Virtually everyone – bookmakers, pundits, and even many DUP members – was lulled into the belief that the identity of the next DUP leader was a done deal.
Now it appears that it still is a done deal, but the deal is rather different to that initially envisaged.
Crucially, Nigel Dodds’ dramatic decision to rule himself out as a possible leader has come at the 11th hour.
Nominations close tomorrow at 5pm and the vote on the new leader will be next Thursday, leaving scant time for a serious leadership campaign to be constructed.
Mr Dodds has declined several opportunities to rule himself out of the leadership, and at the DUP conference just over a fortnight ago there was an overwhelming belief that the new leadership team would consist of Mr Dodds as leader and Arlene Foster as First Minister.

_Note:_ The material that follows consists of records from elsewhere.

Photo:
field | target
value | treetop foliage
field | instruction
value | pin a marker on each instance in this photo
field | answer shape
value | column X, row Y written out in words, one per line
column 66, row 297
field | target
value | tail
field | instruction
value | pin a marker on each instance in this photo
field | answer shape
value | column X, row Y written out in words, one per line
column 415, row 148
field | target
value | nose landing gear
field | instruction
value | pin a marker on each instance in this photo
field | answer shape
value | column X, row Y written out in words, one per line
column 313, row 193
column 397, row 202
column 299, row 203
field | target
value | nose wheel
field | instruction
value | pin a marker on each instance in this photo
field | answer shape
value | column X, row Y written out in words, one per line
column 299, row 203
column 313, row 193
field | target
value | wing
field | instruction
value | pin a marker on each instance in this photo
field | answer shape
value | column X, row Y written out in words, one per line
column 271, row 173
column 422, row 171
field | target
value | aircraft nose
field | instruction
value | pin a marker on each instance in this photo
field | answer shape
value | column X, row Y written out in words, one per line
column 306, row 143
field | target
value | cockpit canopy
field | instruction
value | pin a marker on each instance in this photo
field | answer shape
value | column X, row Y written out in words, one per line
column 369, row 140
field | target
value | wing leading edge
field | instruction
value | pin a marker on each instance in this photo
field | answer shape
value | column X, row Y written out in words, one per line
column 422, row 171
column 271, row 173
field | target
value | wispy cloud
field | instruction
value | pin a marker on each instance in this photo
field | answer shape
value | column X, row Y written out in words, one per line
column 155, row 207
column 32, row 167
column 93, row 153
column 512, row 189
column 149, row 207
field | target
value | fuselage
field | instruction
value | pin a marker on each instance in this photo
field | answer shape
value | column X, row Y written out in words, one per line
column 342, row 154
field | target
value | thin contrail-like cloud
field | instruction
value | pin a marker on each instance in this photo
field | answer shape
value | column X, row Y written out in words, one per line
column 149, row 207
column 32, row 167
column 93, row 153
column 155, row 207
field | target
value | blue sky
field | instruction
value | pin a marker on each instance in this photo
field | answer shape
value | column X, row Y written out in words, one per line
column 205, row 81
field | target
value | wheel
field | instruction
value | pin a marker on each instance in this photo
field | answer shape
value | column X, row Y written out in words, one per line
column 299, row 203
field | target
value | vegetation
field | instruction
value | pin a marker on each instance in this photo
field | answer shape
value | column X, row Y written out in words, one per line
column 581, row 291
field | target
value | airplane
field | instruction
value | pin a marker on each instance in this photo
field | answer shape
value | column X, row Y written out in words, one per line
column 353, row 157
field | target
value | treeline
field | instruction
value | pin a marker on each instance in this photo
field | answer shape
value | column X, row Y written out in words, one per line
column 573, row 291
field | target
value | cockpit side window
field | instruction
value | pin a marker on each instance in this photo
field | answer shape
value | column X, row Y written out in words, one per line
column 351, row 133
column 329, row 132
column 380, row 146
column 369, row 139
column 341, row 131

It may be that Mr Dodds never believed he could do the job from Westminster (as his comments, reported by the News Letter a fortnight ago, show that he believed two years ago). But allowing the belief – both inside and outside the DUP – to grow that he would be leader only to withdraw at the last minute is very unusual.
The suspicion has to be that something has changed – and even lots of Mr Dodds’ supporters within the DUP are frustrated by what they see as his indecisiveness – since the initial announcement by Peter Robinson that he would be retiring.
Whatever has prompted Mr Dodds’ decision, it is easy to see the attractiveness of his current position.
Fêted at Westminster by both the Tories and Labour, the Cambridge-educated barrister has seemed at home in the Palace of Westminster.
With David Cameron’s wafer-thin majority likely to shrink over the course of the next four-and-a-half years, the DUP’s influence is almost certain to grow.
And with the bulk of Northern Ireland powers at Stormont, our MPs face few awkward questions from journalists.
By contrast, the next DUP leader is taking on a party which on current support levels faces the prospect of losing seats next year after the phenomenal 2011 achievement of taking 35 per cent of the Assembly seats on 30 per cent of the vote.
And it is a party which has proved much more difficult to be led than under Ian Paisley, with internal spats now more frequently emerging into public.
Any successful leader needs to begin by at least wanting the job. If Mr Dodds wanted the job at all, he clearly didn’t want it enough.